Thomas Tuchel ha ripercorso la sconfitta subita dall'Inghilterra nella semifinale mondiale contro l'Argentina all'interno di un documentario della FA, definendo le sue decisioni tattiche come la propria "cicatrice con cui convivere". Il commissario tecnico inglese era passato alla difesa a cinque dopo la rete del vantaggio firmata da Anthony Gordon, inserendo Konsa nel tentativo di contenere l'aggressiva strategia d'attacco dell'Argentina. Risultato? 2-1 per l'Albiceleste e Coppa del Mondo rimandata.
Il dolore
"È la mia cicatrice. È la cicatrice dei miei giocatori. Devo conviverci. Nessuno ne soffre più di me, nessuno lo voleva più di me", ha riconosciuto il tecnico tedesco. "Ora potrei torturarmi all'infinito pensando: 'Se avessi fatto cambi diversi, allora avremmo vinto la partita'. Ma semplicemente non lo si può sapere". "Confidavamo sulla nostra fratellanza, sulla nostra mentalità e sulla nostra qualità individuale.
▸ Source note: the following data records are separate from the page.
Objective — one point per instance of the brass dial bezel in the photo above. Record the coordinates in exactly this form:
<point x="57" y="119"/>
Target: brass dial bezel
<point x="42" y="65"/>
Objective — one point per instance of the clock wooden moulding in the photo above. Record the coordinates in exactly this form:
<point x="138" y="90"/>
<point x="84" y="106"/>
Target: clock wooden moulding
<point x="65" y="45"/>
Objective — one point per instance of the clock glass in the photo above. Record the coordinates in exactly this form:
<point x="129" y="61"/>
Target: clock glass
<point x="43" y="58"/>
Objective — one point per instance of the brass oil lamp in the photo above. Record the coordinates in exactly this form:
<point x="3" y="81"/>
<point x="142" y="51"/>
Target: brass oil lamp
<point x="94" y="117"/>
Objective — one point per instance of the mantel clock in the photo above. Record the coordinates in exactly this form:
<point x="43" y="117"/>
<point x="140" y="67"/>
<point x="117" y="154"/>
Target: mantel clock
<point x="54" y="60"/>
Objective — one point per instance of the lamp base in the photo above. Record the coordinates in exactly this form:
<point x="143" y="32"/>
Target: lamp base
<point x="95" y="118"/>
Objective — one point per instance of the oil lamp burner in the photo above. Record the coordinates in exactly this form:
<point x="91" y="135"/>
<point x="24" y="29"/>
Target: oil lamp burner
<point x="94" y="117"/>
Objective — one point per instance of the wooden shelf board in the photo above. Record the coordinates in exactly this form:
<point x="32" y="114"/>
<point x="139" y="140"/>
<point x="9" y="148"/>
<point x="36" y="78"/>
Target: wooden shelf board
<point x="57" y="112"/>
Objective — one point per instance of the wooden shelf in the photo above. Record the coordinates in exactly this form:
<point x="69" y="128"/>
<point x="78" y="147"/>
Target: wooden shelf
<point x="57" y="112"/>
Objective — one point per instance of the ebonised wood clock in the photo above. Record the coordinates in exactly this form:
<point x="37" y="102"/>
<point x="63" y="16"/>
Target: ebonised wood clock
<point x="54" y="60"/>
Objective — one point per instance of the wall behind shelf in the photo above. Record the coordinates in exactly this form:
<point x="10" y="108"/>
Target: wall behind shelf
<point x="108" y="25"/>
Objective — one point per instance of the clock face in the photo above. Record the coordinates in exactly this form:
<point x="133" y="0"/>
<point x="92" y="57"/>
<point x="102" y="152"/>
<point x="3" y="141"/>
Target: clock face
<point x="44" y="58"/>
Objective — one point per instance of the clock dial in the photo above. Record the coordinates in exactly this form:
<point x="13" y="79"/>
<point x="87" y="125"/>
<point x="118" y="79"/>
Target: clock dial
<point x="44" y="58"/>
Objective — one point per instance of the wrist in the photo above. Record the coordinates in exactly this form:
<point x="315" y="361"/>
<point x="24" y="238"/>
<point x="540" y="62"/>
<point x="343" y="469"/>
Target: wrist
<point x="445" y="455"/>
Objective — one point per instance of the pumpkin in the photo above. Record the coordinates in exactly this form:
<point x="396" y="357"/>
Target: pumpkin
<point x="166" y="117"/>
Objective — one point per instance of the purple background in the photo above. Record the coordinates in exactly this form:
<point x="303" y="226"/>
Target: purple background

L'Argentina possiede tutte queste stesse cose: fratellanza, mentalità. Per loro significa tantissimo, in modo particolare quando giocano contro l'Inghilterra...", ha sottolineato Tuchel, per la questione socio-politica delle isole Malvinas.
Locura Argentina
Ma il ct dei Tre Leoni non si dà ancora pace al pensiero di quanto visto in campo quella sera. "Il livello di follia che l'Argentina ha messo in campo, sostituzione offensiva dopo sostituzione offensiva. Non avrebbero mai fatto quei cambi se non si fossero trovati sotto 1-0. Sono arrivati a giocare con un 3-1-6. Chi è che gioca con un 3-1-6?", la conclusione.